Referring to this release, defense attorney Schneider said: "The warning is not the action of a kidnapper."

"Yemen was a tragedy," he said. "Make no mistake about it."

On the day of the kidnapping, Abu Hamza bought 500 British pounds worth of minutes to the phone he gave to lead hostage-taker Abu Hassan. The preacher testified that he wanted Abu Hassan to allow the hostages to contact their embassies.

"It shows that he's trying to alleviate the situation," Schneider said.

Another set of charges in Abu Hamza's 11-count indictment relate to a so-called "terror camp" his former congregants tried to set up in Bly, Ore.

Although it fizzled out within a few months in late 1999, the short-lived training camp spurred multiple terrorism prosecutions. Its creator James Ujaama sent Abu Hamza a fax pitching the project.

"The land that we spoke of is about 160 acres and looks just like Afghanistan with mountains and small trees, dry, hot and cold extreme temperatures," it stated. "It is 100 percent legal and so are all of our activities. The land is in a state that is a pro-militia and firearms state."

McGinley said that Abu Hamza sent two of his "lieutenants" from London's Finsbury Park mosque to Oregon to train for fighting with the Taliban. One of them, Oussama Kassir, taught an 18-year-old how to slit a man's throat, one witness testified.
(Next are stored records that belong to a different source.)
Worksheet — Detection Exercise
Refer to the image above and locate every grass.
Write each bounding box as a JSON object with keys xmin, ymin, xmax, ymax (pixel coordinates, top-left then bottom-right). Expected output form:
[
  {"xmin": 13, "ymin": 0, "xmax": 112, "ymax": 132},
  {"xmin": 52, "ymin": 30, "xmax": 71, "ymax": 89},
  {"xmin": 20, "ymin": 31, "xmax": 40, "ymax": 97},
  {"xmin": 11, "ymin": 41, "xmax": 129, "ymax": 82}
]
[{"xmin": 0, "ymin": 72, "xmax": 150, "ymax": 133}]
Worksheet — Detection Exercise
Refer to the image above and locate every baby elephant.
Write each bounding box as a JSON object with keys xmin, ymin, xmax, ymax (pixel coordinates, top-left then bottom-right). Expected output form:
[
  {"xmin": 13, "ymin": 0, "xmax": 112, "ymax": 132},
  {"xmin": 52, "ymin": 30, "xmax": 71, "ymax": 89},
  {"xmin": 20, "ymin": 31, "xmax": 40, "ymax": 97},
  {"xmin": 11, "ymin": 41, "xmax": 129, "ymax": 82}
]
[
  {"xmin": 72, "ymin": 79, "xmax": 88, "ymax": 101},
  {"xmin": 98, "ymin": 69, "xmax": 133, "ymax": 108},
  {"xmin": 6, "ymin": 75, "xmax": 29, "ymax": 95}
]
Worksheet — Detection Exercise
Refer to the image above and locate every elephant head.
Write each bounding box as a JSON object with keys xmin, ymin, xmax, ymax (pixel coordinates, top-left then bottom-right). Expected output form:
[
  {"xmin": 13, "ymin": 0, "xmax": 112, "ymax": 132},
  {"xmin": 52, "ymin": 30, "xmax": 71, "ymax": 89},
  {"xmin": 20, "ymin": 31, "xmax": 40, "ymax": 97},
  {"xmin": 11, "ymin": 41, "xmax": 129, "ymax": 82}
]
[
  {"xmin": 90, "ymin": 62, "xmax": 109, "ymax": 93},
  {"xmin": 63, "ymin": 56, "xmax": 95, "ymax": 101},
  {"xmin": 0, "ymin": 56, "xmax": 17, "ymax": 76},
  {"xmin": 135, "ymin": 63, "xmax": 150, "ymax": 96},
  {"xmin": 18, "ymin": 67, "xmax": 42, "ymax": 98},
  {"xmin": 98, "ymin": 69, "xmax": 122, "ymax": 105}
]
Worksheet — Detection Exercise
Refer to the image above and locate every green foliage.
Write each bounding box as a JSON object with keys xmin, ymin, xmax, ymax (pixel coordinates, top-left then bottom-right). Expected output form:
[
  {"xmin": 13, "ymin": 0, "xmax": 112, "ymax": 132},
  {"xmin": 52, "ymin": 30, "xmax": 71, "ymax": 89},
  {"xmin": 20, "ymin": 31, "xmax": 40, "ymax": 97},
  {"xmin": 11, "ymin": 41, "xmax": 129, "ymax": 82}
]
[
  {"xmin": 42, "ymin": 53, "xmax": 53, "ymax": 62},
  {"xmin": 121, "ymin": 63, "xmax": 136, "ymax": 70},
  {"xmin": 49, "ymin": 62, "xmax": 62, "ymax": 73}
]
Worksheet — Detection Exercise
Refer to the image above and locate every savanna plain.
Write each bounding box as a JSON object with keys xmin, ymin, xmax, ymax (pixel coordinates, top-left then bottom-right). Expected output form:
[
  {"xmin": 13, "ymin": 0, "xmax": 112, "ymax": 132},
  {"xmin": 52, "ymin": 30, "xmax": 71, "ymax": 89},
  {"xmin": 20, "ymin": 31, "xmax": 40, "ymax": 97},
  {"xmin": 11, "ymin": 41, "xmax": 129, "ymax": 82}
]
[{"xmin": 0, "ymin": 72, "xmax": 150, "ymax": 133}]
"There have been suggestions that what happened in the United States was not really a training camp, that it was a form of camping," McGinley said. "No way."

Likening it to an "Islamic commune," Schneider said that the "armed patrols" of which prosecutors spoke shot only at coyotes threatening sheep on the ranch, and said that testimony about campfire chats and target practice at a fake deer showed "what did or did not happen at Bly."

"They were training to be coyote-protecting Cub Scouts," Schneider said.

The last set of charges involve Londoner Feroz Abbasi's trip to Afghanistan in 2000 and 2001, where prosecutors say he was seen in an al-Qaida safe house.

Abbasi spent three years without charges in the U.S. Navy prison in Guantanamo Bay before the Pentagon released him without charges. Neither of the parties mentioned this fact throughout trial.

Prosecutors insist that Abbasi was a dangerous man, and they hope to convict Abu Hamza of recruiting him to al-Qaida's al-Farouq training camp in Afghanistan.

Attempted "shoe-bomber" Saajid Badat, now a cooperating witness, claimed that he saw Abbasi there digging a spade into dirt.

"He's been trained to be a gardener," Schneider quipped.

During rebuttal, prosecutor John Cronan drew an angry objection from the defense table by telling jurors that Abbasi was captured "shoulder-to-shoulder with al-Qaida."

"There's no evidence of that at all," Schneider told the judge.

U.S. District Judge Katherine Forrest later said she would review to transcript to see whether she needed to instruct the jury to disregard the remark. Their deliberations will begin Thursday.